Educause will also strengthen its professional development programs, both with more specialized paths (O’Brien mentioned tracks for chief information security and digital officers as potential examples), new delivery methods -- such as a team-based model -- and a concierge service that finds the best program based on personal preference.
“We’ve heard loud and clear that so many of you look to Educause to grow and advance as professionals,” O’Brien said. “Technology and IT roles and responsibilities are in motion now more than ever, and we’re going to reimagine professional development over the next few years to help you keep pace.”
O’Brien also said Educause will continue to work with other associations and organizations, as “IT is inextricably interconnected across our higher education ecosystem, and our success depends more than ever on strategic partnerships and collaboration.” Educause has, among other partnerships, worked with the Bill and Melinda Gates Foundation on the Next Generation Learning Challenges program, the National Association of College and University Business Officers on co-hosting events, and teamed up with higher education, technology and library associations to speak with one voice on policy matters such as regulating the internet.
Collaborating with outside groups could help IT departments more clearly demonstrate the benefits they provide to colleges and give them an opportunity to participate in conversations about strategic academic decisions, O’Brien said.
“The future of IT is not IT talking to itself,” O’Brien said in the interview, during which he brought up research showing only 35 percent of chief information officers feel involved in that decision-making process. “The future is talking across the C suite.”
Educause considered adding diversity as a stand-alone fourth priority, but decided instead to embed it in the other three, O’Brien said.

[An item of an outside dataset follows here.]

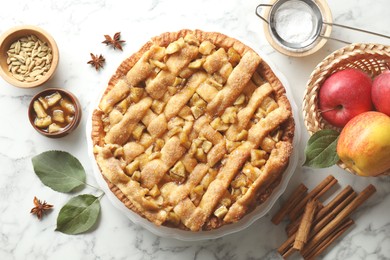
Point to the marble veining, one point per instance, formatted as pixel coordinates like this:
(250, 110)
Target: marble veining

The changes introduced by the strategic plan will come with a simplified membership structure, O’Brien said. Today, Educause determines membership fees -- which range from $560 to $9,315 -- based on a college’s Carnegie classification and enrollment, while associations, corporations and colleges outside North America are charged flat fees. Membership in the Educause Learning Initiative (ELI) and a subscription to the Educause Center for Analysis (ECAR) costs thousands of dollars more.
That structure will be scrapped in favor of a system that looks at a college’s size, type and operating budget, O’Brien said. Starting in July, all members will be able to access research from ECAR and resources from ELI (an announcement met with applause from conference attendees).
As O’Brien jokingly pointed out seconds later, no one applauded when he mentioned how that change would impact membership fees. Educause will recoup the loss of income from ECAR subscriptions and ELI memberships by spreading the costs across its membership, he later explained. Colleges already paying for those resources will likely see their dues go down, while those who don’t may see a slight increase, he said.
In the follow-up interview, O’Brien addressed the rampant commercialization present at the annual conference -- everything from corporate-branded coffee breaks and advertising space on escalators to exhibit hall magicians and giveaways of light-up plastic swords. He described the balance between serving the needs of nonprofit college and corporate members as “productive tension,” but added that a strong vendor presence at the conference is not “inherently problematic.”
Besides, O’Brien added, visitors keep returning to the conference. This year, nearly 8,000 people attended.
“The reality is people don’t come back year after year because we’re big or because of the magicians or because of the plastic swords,” O’Brien said. “You’ve got to cross a few swords and magicians, but there are substantive, meaningful conversations that are happening.”